The challenge of using external regressors in a forecasting environment is that to forecast, you need values of the future external regressors.  One way this is sometimes done is by first forecasting the individual regressors.  In the example below we do this, making sure the data structure is the same as the original `xreg`.  When the new value of `xreg` is given to `forecast`, it forecasts forward the number of rows of the new `xreg`.  
```{r}
income_future <- matrix(forecast(xgbar(usconsumption[,2]), h = 10)$mean, 
                        dimnames = list(NULL, "Income"))
plot(forecast(consumption_model, xreg = income_future))
```

## Options

### Seasonality

Currently there are three methods of treating seasonality.  

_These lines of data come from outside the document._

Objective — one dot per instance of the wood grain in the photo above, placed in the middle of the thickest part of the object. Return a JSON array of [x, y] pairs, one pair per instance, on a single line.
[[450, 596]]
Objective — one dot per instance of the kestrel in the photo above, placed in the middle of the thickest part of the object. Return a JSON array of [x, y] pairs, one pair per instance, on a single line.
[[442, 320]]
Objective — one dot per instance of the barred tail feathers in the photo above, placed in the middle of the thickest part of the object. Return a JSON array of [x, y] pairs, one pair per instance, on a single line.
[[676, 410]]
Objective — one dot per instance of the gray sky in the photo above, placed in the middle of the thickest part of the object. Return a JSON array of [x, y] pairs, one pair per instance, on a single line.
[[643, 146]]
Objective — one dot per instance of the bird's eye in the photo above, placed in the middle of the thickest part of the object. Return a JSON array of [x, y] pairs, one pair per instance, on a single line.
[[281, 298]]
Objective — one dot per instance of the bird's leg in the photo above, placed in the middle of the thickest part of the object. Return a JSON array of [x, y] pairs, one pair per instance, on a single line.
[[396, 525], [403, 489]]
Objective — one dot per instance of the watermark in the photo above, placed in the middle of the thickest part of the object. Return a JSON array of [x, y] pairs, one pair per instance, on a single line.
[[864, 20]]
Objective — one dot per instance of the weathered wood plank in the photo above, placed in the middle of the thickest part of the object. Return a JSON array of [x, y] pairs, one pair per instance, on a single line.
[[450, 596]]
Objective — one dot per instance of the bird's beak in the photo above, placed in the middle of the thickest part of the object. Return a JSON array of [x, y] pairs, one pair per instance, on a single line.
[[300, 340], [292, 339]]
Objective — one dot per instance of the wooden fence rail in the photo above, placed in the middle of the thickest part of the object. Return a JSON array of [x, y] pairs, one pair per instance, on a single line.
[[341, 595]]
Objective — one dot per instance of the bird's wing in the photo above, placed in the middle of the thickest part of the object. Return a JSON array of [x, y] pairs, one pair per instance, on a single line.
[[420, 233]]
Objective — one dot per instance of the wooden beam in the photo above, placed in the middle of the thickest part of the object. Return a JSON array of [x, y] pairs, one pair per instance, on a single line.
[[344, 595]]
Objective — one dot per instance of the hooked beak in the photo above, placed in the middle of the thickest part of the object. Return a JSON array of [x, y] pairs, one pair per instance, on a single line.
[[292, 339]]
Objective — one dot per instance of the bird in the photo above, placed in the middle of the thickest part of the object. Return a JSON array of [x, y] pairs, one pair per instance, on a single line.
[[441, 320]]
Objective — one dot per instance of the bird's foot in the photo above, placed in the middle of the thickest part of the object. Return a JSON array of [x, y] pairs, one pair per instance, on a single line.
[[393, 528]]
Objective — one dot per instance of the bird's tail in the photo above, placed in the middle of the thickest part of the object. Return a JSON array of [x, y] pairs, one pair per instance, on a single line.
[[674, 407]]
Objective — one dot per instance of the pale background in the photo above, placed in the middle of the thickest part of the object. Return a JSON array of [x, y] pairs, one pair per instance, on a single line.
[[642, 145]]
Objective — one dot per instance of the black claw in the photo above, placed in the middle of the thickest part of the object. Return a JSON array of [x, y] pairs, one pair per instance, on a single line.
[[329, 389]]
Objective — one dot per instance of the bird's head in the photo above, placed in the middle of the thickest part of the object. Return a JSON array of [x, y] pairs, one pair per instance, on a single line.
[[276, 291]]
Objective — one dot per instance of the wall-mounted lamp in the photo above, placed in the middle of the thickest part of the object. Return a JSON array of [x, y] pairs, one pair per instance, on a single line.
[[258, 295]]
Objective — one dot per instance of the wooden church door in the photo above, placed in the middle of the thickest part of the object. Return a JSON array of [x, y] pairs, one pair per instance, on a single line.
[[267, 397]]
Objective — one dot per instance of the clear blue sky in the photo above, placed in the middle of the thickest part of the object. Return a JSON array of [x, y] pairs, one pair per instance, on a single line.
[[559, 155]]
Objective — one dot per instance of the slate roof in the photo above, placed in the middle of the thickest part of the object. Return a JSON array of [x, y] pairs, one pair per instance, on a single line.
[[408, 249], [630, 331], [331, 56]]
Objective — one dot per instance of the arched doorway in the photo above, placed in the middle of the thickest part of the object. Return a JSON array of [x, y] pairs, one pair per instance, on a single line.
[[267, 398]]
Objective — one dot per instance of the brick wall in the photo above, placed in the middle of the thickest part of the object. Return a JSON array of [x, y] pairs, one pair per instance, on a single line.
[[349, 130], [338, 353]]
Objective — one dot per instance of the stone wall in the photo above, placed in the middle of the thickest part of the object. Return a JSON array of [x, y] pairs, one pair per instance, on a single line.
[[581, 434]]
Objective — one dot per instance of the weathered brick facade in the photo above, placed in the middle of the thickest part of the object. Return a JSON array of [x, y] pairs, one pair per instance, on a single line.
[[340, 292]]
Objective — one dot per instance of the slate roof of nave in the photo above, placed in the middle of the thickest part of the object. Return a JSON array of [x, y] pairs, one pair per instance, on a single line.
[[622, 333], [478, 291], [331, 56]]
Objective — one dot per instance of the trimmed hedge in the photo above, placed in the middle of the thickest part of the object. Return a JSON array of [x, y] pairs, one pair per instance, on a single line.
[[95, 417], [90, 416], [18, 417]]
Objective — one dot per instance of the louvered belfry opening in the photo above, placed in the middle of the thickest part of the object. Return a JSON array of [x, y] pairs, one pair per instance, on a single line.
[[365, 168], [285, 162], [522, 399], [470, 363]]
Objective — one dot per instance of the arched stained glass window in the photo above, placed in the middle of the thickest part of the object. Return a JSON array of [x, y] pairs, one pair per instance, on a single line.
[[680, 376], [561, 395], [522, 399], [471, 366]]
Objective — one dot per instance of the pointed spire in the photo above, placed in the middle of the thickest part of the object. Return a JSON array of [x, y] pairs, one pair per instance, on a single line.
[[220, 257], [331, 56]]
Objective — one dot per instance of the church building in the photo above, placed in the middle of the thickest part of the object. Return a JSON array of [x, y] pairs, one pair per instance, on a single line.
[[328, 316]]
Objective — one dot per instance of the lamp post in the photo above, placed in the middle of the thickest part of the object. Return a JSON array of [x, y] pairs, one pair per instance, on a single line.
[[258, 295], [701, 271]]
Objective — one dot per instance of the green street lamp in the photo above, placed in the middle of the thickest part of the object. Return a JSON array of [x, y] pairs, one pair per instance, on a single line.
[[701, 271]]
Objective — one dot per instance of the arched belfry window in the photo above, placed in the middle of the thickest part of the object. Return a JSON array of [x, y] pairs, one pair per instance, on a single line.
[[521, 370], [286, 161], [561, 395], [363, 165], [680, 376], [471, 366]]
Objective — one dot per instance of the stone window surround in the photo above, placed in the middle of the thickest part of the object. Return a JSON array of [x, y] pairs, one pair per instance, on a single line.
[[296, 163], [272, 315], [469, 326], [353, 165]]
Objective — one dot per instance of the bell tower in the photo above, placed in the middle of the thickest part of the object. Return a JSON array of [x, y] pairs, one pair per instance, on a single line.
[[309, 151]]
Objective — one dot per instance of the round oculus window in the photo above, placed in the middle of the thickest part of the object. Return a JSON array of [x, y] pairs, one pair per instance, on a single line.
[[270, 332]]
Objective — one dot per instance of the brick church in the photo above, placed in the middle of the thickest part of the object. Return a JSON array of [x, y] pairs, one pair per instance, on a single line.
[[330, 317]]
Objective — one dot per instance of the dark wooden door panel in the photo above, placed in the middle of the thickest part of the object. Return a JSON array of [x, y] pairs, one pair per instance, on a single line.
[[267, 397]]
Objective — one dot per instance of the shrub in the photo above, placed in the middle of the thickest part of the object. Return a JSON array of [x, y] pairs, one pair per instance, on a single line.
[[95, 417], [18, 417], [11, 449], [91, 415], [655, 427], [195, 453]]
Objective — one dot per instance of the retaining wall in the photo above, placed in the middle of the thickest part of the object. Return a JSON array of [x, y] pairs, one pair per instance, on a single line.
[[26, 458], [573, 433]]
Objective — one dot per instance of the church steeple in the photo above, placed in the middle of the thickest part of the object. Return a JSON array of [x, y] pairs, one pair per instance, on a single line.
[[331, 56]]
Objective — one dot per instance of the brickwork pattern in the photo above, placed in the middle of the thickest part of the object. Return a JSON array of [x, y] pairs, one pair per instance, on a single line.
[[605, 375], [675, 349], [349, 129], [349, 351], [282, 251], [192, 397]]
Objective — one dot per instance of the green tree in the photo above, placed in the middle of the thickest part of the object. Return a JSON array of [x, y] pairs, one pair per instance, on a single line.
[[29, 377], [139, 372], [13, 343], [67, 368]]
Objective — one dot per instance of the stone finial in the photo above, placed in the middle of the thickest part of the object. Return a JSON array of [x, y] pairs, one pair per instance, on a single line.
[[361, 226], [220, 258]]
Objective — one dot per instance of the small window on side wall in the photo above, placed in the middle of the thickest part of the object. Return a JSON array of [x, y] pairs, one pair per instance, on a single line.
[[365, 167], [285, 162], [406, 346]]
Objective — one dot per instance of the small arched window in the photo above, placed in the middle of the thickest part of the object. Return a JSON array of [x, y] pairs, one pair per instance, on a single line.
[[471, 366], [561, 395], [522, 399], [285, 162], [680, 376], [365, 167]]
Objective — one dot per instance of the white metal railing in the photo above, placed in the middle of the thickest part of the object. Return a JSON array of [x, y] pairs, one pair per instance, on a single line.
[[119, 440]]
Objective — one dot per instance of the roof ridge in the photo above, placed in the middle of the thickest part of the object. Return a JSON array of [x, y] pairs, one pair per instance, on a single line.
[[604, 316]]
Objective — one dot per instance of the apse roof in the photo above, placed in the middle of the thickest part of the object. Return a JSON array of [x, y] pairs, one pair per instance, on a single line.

- The current default method is to throw dummy variables for each season into the mix of features for `xgboost` to work with.  
- An alternative is to perform classic multiplicative seasonal adjustment on the series before feeding it to `xgboost`.   This seems to work better.
- A third option is to create a set of pairs of Fourier transform variables and use them as x regressors

```{r echo = FALSE}
model1 <- xgbar(co2, seas_method = "dummies")
model2 <- xgbar(co2, seas_method = "decompose")
model3 <- xgbar(co2, seas_method = "fourier")
plot(forecast(model1), main = "Dummy variables for seasonality")
plot(forecast(model2), main = "Decomposition seasonal adjustment for seasonality")
plot(forecast(model3), main = "Fourier transform pairs as x regressors")
```

All methods perform quite poorly at the moment, suffering from the difficulty the default settings have in dealing with non-stationary data (see below).

### Transformations

The data can be transformed by a modulus power transformation (as per John and Draper, 1980) before feeding to `xgboost`.  This transformation is similar to a Box-Cox transformation, but works with negative data.  Leaving the `lambda` parameter as 1 will effectively switch off this transformation.
```{r echo = FALSE}
model1 <- xgbar(co2, seas_method = "decompose", lambda = 1)
model2 <- xgbar(co2, seas_method = "decompose", lambda = BoxCox.lambda(co2))
plot(forecast(model1), main = "No transformation")
plot(forecast(model2), main = "With transformation")
```

Version 0.0.9 of `forecastxgb` gave `lambda` the default value of `BoxCox.lambda(abs(y))`.  This returned spectacularly bad forecasting results.  Forcing this to be between 0 and 1 helped a little, but still gave very bad results.  So far there isn't evidence (but neither is there enough investigation) that a Box Cox transformation helps xgbar do its model fitting at all.

### Non-stationarity
From experiments so far, it seems the basic idea of `xgboost` struggles in this context with extrapolation into a new range of variables not in the training set.  This suggests better results might be obtained by transforming the series into a stationary one before modelling - a similar approach to that taken by `forecast::auto.arima`.  This option is available by `trend_method = "differencing"` and seems to perform well - certainly better than without - and it will probably be made a default setting once more experience is available.

```{r}
model <- xgbar(AirPassengers, trend_method = "differencing", seas_method = "fourier")
plot(forecast(model, 24))
```


## Future developments
Future work might include: 

* additional automated time-dependent features (eg dummy variables for trading days, Easter, etc)
* ability to include xreg values that don't get lagged
* some kind of automated multiple variable forecasting, similar to a vector-autoregression.
* better choices of defaults for values such as `lambda` (for power transformations), `K` (for Fourier transforms) and, most likely to be effective, `maxlag`.